Ever since Google bought Blogger.com, Googlebot has paid a lot of attention to what’s happening in “the Blogosphere.” Search engines still love to spider Blog content more often than other types of websites, since blogs were invented to be easy for SE Spiders to traverse in the first place. A unique feature of even the free blogs like Wordpress & blogger is that you can set them up to automatically “ping” certain Search Engines or even social bookmarking sites to request that the spider comes out for another visit every time new content is added.
However, the hype about blogs is mostly overrated now. At first it was well justified, and then a method of website marketing called “Blog and Ping” was overused in early 2006 by most of the Internet Marketers of the time.
It involved making tons of blogs with almost no content in them except a link to their website, and then setting them all to ping immediately… This caused Google to hold an emergency war council and now the Ping feature is only marginally better than not at all.
Much like Forum Marketing, commenting on other people’s Blogs is a great way to build incoming links and also network in your niche.
Finding blogs that are on your niche topic is as easy as going to Blogger’s search at: http://search.blogger.com, to a great tech head’s site called Technorati: http://technorati.com, or directly to Google’s whole web Blog Search at: http://blogsearch.google.com.
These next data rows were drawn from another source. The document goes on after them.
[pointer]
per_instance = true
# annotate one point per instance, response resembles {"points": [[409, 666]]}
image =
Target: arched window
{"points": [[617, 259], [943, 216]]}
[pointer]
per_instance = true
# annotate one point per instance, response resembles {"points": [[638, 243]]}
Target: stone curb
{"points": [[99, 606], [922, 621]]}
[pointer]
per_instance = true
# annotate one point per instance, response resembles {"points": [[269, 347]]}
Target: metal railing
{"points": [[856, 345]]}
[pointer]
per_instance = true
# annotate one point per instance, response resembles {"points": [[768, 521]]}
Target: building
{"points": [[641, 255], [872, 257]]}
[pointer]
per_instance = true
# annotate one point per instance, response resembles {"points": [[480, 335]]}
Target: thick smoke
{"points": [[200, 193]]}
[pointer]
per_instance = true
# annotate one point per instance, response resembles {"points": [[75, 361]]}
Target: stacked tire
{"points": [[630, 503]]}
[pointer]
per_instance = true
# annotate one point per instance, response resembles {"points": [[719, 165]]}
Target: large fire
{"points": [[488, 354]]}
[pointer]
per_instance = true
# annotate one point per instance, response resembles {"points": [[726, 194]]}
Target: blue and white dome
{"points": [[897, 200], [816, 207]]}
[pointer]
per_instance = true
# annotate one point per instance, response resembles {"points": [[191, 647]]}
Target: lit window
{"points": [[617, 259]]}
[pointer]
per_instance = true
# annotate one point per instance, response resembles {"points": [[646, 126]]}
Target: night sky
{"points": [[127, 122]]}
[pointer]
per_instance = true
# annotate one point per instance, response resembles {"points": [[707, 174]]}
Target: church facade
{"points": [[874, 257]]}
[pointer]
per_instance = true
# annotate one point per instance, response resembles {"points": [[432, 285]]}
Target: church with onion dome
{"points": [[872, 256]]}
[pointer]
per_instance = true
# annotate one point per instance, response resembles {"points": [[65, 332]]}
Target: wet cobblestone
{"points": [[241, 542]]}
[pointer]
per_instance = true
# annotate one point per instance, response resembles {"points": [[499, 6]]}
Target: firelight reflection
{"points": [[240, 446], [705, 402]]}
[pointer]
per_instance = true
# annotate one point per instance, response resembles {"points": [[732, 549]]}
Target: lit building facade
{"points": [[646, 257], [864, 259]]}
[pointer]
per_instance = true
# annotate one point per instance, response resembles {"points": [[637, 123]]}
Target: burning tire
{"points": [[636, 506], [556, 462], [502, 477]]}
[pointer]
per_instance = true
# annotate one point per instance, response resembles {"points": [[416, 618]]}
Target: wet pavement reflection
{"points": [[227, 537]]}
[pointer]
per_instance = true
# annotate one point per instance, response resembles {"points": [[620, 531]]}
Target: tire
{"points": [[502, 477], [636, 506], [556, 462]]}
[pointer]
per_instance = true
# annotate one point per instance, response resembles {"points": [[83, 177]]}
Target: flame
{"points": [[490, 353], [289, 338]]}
Once you’ve found a blog that is on your topic, I recommend bookmarking it and the others you find into the same folder so you can watch them from time to time.
What’ you’re looking for is a question that you can answer. If you simply make a posting that sounds like an advertisement, they you’ll be spamming the blog, and surely the blog’s owner will delete it, and may even ban your IP address. The trick is to answer a question someone else asks with your business being part of the solution. You want to show off your expertise without sounding too arrogant, and of course you want to get a link in. Always offer help and advice, and only market yourself when it’s part of a solution to someone else’s question.
The real benefits of this method are long term, as you want to be found by both SE Spiders and humans alike, talking authoritatively on your niche subject. No one blog posting will bring in tons of visitors, however, and you aren’t going to find the ‘ripe’ questions out there every day.